Flow cytometric analysis:
After interventions with high glucose, TLR9 inhibitors or lentiviral infection, the apoptotic rates in all groups of HT22 cells were evaluated following the protocol of Annexin V-FITC Apoptosis Detection Kit (Vazyme Biotech Co., Ltd, A211). The adherent cells were digested for 3 minutes and then were centrifuged twice. After incubation with Annexin V-FITC and PI staining solution for 10 minutes at room temperature, all groups were analysed via flow cytometry (BD Co. Ltd, USA).
Statistical analysis:
All data were analysed using SPSS 22.0 statistical software.
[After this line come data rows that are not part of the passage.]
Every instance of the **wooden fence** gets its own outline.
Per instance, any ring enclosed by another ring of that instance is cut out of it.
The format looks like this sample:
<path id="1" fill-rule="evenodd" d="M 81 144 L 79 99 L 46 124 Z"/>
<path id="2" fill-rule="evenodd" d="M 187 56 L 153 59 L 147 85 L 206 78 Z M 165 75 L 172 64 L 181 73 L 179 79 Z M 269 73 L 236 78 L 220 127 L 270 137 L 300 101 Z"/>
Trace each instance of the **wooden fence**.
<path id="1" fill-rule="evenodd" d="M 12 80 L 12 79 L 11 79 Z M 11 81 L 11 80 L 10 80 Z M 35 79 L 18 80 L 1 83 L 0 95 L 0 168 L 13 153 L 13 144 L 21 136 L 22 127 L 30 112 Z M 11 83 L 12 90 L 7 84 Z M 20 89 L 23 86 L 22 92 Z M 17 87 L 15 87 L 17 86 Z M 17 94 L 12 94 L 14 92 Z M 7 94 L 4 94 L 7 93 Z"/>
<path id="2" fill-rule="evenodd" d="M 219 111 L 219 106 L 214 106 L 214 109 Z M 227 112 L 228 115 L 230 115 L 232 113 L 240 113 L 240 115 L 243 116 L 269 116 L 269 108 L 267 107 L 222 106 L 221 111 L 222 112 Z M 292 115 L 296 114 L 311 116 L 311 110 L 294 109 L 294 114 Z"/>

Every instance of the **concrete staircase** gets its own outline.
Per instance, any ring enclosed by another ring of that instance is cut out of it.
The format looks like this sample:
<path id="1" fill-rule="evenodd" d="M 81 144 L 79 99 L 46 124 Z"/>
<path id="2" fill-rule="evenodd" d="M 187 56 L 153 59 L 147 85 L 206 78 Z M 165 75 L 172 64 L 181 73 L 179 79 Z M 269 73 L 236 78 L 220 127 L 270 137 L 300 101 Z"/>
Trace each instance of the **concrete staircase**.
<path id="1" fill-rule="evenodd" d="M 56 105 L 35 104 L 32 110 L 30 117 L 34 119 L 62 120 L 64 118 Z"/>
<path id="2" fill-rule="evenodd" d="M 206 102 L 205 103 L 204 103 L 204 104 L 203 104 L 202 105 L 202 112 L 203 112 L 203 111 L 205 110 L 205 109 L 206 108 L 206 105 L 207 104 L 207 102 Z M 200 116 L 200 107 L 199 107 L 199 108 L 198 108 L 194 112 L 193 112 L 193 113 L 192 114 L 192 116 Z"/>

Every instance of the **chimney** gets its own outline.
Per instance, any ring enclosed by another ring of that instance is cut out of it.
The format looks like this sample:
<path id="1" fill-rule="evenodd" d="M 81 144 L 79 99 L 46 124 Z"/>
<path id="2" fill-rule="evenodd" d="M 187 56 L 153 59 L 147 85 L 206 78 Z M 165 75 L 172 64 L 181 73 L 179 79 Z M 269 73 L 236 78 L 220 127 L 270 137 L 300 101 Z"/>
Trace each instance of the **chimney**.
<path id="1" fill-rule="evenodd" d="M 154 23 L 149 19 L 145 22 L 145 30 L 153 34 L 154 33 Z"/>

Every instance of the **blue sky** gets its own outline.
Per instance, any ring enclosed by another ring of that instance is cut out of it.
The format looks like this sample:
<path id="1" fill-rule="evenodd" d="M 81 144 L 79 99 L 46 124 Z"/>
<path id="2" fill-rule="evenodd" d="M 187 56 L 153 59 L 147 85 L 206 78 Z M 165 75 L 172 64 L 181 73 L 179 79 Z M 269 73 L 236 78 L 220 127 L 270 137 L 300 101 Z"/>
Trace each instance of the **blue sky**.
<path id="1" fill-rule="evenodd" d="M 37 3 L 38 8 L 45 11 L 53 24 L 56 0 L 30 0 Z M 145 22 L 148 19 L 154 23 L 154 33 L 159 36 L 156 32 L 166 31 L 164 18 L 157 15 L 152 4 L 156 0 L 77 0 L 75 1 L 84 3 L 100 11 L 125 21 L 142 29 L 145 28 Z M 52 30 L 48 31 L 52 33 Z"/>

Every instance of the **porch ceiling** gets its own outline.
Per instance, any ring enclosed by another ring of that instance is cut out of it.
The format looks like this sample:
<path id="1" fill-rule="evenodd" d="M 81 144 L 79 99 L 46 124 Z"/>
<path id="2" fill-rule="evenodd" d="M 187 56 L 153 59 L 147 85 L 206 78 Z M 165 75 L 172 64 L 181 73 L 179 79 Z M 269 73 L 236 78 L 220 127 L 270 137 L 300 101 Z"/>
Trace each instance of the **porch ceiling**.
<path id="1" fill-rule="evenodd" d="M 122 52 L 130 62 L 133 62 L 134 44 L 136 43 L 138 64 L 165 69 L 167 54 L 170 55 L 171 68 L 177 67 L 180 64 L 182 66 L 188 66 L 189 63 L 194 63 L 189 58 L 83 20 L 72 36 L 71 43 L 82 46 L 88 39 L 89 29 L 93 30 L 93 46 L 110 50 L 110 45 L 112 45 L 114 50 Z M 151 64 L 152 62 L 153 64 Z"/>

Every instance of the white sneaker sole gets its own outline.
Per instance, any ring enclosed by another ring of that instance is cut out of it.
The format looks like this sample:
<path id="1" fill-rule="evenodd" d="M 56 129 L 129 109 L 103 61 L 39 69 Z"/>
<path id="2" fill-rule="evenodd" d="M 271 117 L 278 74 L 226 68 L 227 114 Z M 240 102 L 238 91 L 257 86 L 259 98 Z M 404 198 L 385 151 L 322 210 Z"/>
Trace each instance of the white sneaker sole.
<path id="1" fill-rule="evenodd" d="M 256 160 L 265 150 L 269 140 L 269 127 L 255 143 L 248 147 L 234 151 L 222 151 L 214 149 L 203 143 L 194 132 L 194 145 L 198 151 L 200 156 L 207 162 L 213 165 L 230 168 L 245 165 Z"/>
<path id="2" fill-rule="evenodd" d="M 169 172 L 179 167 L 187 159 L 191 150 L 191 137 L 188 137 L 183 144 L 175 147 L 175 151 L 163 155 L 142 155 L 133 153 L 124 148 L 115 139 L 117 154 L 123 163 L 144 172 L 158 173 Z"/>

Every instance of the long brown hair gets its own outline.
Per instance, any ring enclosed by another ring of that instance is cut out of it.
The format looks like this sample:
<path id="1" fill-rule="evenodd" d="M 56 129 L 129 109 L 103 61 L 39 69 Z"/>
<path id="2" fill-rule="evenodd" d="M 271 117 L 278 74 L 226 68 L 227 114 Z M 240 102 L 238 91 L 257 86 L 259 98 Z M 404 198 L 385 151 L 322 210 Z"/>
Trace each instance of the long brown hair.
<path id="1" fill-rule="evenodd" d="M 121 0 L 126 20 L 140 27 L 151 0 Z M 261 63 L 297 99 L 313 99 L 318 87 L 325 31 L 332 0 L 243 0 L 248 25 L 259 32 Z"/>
After the MWM experimental data were confirmed to meet the requirements of the Shapiro-Wilk test and the distribution of equal variance, the differences in the escape latency of mice on the same day among different groups were compared using two-way repeated-measures ANOVA, and the differences in the escape latency of mice in the same group at different time points were compared using multivariate ANOVA. The other data obtained in this study were analysed via one-way ANOVA followed by Tukey’s post hoc test (equal variance assumed) or Dennett’s T3 post hoc test (equal variance not assumed). All data are presented as the mean ± SEM. P < 0.05 was considered to be statistically significant.